But the whole point of final_div would be to make some epochs with a very small learning rate. If you look at Gugger’s summary, he recommends something like one hundredth of the minimum. That is (leaving everything at default) 1/25 * 1/100. If you pass a final div of 2500, the plot should actually show the graph touching the line y=0, but this does not seem to happen.
Also, from your example plot with final div = 2, you can see it alters the whole cycle, not just the final part. Looking at the typical linear example, the final part is the line segment characterized by a slightly smaller negative slope:
The main cycle is the part of the graph above the line y=0.001, the final part is the one below that line. Setting such part should not alter the rest of the cycle.
I would not dare to tag Jeremy, but since he liked the answer, I would just ask him for clarification particularly about such matters.
Mh, why not?

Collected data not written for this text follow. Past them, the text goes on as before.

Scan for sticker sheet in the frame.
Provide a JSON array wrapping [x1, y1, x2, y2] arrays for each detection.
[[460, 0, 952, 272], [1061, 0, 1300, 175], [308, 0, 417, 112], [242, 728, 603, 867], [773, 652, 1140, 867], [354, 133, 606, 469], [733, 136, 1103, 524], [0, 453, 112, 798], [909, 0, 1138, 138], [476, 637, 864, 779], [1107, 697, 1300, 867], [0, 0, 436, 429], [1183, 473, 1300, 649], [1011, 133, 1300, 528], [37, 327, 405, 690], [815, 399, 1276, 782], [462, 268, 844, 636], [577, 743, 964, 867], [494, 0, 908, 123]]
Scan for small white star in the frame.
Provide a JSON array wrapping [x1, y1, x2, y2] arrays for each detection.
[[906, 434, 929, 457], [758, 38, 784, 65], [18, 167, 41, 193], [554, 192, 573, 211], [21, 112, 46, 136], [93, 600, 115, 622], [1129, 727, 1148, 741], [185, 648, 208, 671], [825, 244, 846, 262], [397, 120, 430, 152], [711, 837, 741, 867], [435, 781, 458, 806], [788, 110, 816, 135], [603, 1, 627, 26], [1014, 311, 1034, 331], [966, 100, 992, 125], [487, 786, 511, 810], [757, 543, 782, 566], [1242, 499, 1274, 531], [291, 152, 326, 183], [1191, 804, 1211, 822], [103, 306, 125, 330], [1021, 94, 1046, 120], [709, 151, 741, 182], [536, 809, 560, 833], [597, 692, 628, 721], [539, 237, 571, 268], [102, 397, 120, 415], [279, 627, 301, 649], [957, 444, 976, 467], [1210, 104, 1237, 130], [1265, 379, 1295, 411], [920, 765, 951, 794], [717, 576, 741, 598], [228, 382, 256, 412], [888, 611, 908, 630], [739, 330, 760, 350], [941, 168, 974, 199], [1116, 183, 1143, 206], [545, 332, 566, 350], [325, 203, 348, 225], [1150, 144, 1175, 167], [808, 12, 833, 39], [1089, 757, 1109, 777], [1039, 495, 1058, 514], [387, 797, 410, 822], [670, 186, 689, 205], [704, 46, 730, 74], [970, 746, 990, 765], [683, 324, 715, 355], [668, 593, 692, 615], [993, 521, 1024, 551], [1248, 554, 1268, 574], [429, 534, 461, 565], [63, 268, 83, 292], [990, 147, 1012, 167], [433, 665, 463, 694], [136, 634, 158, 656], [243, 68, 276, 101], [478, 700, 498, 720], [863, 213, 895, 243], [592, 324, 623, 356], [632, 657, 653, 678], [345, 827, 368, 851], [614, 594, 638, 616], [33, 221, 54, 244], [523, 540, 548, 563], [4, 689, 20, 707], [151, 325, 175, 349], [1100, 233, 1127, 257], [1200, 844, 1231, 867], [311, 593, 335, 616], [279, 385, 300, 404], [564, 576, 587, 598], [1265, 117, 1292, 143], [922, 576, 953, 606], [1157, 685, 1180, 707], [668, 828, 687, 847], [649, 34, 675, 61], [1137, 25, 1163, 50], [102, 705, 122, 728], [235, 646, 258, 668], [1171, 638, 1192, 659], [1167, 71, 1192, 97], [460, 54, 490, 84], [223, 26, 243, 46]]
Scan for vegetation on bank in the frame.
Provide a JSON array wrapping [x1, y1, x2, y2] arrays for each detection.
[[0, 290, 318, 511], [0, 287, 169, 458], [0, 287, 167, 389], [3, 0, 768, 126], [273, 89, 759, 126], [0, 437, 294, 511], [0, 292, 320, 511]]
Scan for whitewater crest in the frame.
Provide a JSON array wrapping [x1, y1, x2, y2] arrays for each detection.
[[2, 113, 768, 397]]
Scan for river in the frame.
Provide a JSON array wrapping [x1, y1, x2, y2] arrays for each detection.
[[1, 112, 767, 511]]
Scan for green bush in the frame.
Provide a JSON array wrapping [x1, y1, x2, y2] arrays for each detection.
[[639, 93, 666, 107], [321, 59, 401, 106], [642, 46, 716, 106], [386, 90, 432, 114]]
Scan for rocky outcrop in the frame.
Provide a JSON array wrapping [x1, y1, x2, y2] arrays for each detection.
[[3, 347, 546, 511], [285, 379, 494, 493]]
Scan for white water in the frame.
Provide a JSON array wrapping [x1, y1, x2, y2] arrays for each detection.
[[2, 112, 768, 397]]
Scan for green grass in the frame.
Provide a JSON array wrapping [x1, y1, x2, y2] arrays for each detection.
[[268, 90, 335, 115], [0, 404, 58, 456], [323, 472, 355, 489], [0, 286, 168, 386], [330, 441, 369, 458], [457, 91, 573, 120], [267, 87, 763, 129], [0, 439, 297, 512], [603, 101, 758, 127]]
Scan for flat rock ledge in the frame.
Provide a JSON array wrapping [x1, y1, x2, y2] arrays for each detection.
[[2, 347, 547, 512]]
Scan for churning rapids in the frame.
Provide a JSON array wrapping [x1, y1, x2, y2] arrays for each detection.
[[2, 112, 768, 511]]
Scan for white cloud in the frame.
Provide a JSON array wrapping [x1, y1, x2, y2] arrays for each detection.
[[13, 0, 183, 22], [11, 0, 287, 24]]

You can safely glue a cosine (in fact, since it starts from ~0, I would have called it sine annealing) with another function… It would be continuous nonetheless.
Just another thing: what is the point of having max_lr? It doesn’t seem to do anything useful…
I may be wrong, but I think that as you unfreeze the network, it get splitted, by default in three layer groups: the first half of the body, the last part of it, and the head. If you pass slice(a,b), you will get a applied to the 1st part of the body, b to the head, and something in the middle to the 2nd part of the body. Indeed, rather than slice(), you can try and pass a list like this: [a,c,b], a-la-fastai 0.7. It’ll work.
I think not, but let’s wait and see if more informed fellas will answer.
Correct, but don’t confuse the “variation” of LR for the 1-cycle policy with differential learning rates. They are very different concepts, and as you train an unfrozen network, both of them are applied.
Suppose you start fit_one_cycle() upon an unfrozen net, just specifying a learning rate of lr=1, and a slice like (lr/a,lr). What follows will happen:
- It will do a cycle where the learning rate for the head varies between 1/25 and 1.
- The learning rate for the first group of the body will go between 1/25a and 1/a.
- The learning rate for the central group will vary accordingly within some middle ground. Looking at the code above, if layer_groups>3, the array will be spaced in proportion, unless you pass it explicitly.
Read above, but ask more informed people for confirmation.